The donor will send in a gift and perhaps receive a thank you letter or email that was written a few months (or years) ago. If they are particularly lucky, they might find out more about the project from a newsletter sent later in the year.

But more than likely, the next communication will be another pack asking for a donation that features a different area of the organisation's work.

And that's the problem.

Fundraising stories are a little more complicated than those used by the entertainment industry. That's because the hero is actually the person who is reading our appeals – the donor.

When they are repeatedly refused the chance to find out what happens in the third-act, they can justifiably feel unsatisfied.
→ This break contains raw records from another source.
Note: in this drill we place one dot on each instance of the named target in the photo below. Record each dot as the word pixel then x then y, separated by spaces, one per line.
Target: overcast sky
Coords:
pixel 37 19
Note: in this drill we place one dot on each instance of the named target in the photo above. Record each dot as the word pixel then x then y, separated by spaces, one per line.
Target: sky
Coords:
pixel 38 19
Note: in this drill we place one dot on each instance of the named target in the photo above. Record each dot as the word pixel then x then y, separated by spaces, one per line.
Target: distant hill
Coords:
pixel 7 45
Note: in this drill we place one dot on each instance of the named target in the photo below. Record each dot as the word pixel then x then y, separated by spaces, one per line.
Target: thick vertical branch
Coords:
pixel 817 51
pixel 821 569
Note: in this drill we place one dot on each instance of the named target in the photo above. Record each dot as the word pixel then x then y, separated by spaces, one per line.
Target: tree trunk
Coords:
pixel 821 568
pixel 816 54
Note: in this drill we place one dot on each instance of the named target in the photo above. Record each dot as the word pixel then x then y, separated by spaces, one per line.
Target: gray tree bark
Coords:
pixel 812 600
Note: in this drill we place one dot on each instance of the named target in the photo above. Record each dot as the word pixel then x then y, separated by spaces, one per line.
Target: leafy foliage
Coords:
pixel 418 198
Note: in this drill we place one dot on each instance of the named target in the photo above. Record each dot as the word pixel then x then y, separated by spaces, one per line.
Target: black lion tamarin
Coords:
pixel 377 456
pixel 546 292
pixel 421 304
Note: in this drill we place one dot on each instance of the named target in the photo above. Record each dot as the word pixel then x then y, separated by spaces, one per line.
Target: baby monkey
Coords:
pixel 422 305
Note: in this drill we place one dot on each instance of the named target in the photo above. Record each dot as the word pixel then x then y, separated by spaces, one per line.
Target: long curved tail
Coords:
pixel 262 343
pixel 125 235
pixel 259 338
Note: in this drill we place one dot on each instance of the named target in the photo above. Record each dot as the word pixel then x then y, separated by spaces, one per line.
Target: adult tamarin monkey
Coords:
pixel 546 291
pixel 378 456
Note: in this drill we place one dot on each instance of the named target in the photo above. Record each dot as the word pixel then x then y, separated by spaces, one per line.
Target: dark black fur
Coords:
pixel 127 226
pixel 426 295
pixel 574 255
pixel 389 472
It would be a little like your mum coming in and turning off the TV just as the Rebel Alliance is about to attack the Death Star. Yes, we can probably guess what happens in the end. But it's not the same is it? Particularly if we think we are in the seat of Luke's X-wing fighter.

So why does it happen?

Far too often, appeals are so packed full of stats and factual information that we can forget that we aren't just informing, we are engaging as well. And no amount of statistics will beat a great emotional story when it comes to raising money.

Which brings me neatly to a rather important statistic that's just been published by nfpSynergy.

61% of the people they questioned said the thought that too little of their donation was going to the cause put them off giving.

Because they didn't know what happened to their gift, they thought the worst – that it was mis-used or wasted.

It's pretty damning, considering how sophisticated fundraising has supposed to have become over the last few decades. It indicates that we are still getting the basics wrong.

But perhaps Eastenders might show us a solution?

It features a cast that we care about. The production team introduce new characters carefully and sparingly. And rather than have a different story for every episode, the series is paced so plot lines develop over weeks and months. As a story reaches it's climax and comes to an end, one or two more are bubbling away, ready to take it's place. Though story lines finish, the show never does. And viewers stick with it week after week, month after month and year after year.

So rather than constantly introducing completely new projects and building communication programmes based on when we need to ask for donations, or when we want to send out newsletters or launch a new campaign, we should build an emotional journey that carries the donor along with us, placing them at the centre of what we do.

That means featuring the same work in appeals, newsletters and on the website. It means we focus on building a narrative over time. And, as a result, it means showing donors the outcomes that are relevant to their experience of the organisation – what they have given to.

That way we might just get donors looking forward to our appeals.

If it's good enough for Dot Cotton, it's good enough for us.